2010年、ベノワ・ディヴィッドとオリヴァー・ウェイクマンを正式なメンバーとして次作のレコーディングを行なうことがアナウンスされた。
プロデューサーにはトレヴァー・ホーンが参加すると発表された。
2011年、キーボードにジェフ・ダウンズ、プロデューサーにトレヴァー・ホーンを迎えて製作されたアルバム「フライ・フロム・ヒア - Fly From Here」を発表。

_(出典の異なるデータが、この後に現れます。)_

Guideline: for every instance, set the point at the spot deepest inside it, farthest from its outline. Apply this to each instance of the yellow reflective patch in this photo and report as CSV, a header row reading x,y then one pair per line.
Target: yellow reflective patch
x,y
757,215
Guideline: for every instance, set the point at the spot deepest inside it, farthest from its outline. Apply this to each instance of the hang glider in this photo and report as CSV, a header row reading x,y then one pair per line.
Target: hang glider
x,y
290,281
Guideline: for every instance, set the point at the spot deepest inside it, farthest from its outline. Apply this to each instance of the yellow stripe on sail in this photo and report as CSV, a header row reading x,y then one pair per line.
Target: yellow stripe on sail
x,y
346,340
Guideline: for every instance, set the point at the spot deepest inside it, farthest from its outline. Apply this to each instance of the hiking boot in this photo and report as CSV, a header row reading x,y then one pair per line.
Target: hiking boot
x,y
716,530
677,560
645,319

オリヴァー・ウェイクマンについては脱退なのか、解雇なのかアナウンスされていない。
アルバムのタイトル曲である「フライ・フロム・ヒア」は1980年のアルバム「ドラマ」の時に作られていた曲の再利用である。(当時のイエスのライヴにて披露されていたほか、バグルスとしてレコーディングもされていた)
クリス・スクワイア
スティーヴ・ハウ
アラン・ホワイト
ジェフ・ダウンズ --- 復帰
ベノワ・ディヴィッド
同年7~8月、スティクスを前座として北米ツアーを、11月~12月には単独でヨーロッパ・ツアーを行い、そのツアーでのライヴ録音盤「イン・ザ・プレゼント〜ライヴ・フロム・リヨン - In The Present Live From Lyon」が発表された。
クリス・スクワイア
スティーヴ・ハウ
アラン・ホワイト
ジェフ・ダウンズ
ジョン・デイヴィソン (ボーカル) --- 新加入
2012年2月、オーストラリア・ツアーを前にベノワ・ディヴィッドが病気のため正式に脱退。
後任ボーカルとしてジョン・デイヴィソンが参加。
4月には10年ぶりの来日公演を果たした。
2013年3月1日より北米で「スリー・アルバム・ツアー」を開始。
この企画は「サード・アルバム」、「危機」、「究極」の3つのアルバムの全曲を、それぞれのアルバム収録の曲順に演奏する内容である。
ただし、アルバムの順は公演ごとに違っていた。
また、会場の使用時間の制限などの理由により、2つのアルバムの演奏のみになった公演もある。
その後、同じ内容での南米ツアーも行なわれた。
2013年3月7日、元・メンバーのピーター・バンクスが死去。
2013年3月末には、プログレッシュヴ・ロックのバンドの演奏を船上で聞く企画「クルーズ・トゥ・ジ・エッジ (Cruise to the Edge)」(イエスのアルバム「危機」の原題 "Close to the Edge" のもじり)に参加した。
2013年秋から次のスタジオ・アルバムの録音が開始されることがアナウンスされた。
(ウイッキペディア)
当時のプログレバンドは実力者が多かったせいもあり、離合集散が当たり前でした。
ということで、
たまにはプログレもいいですよね。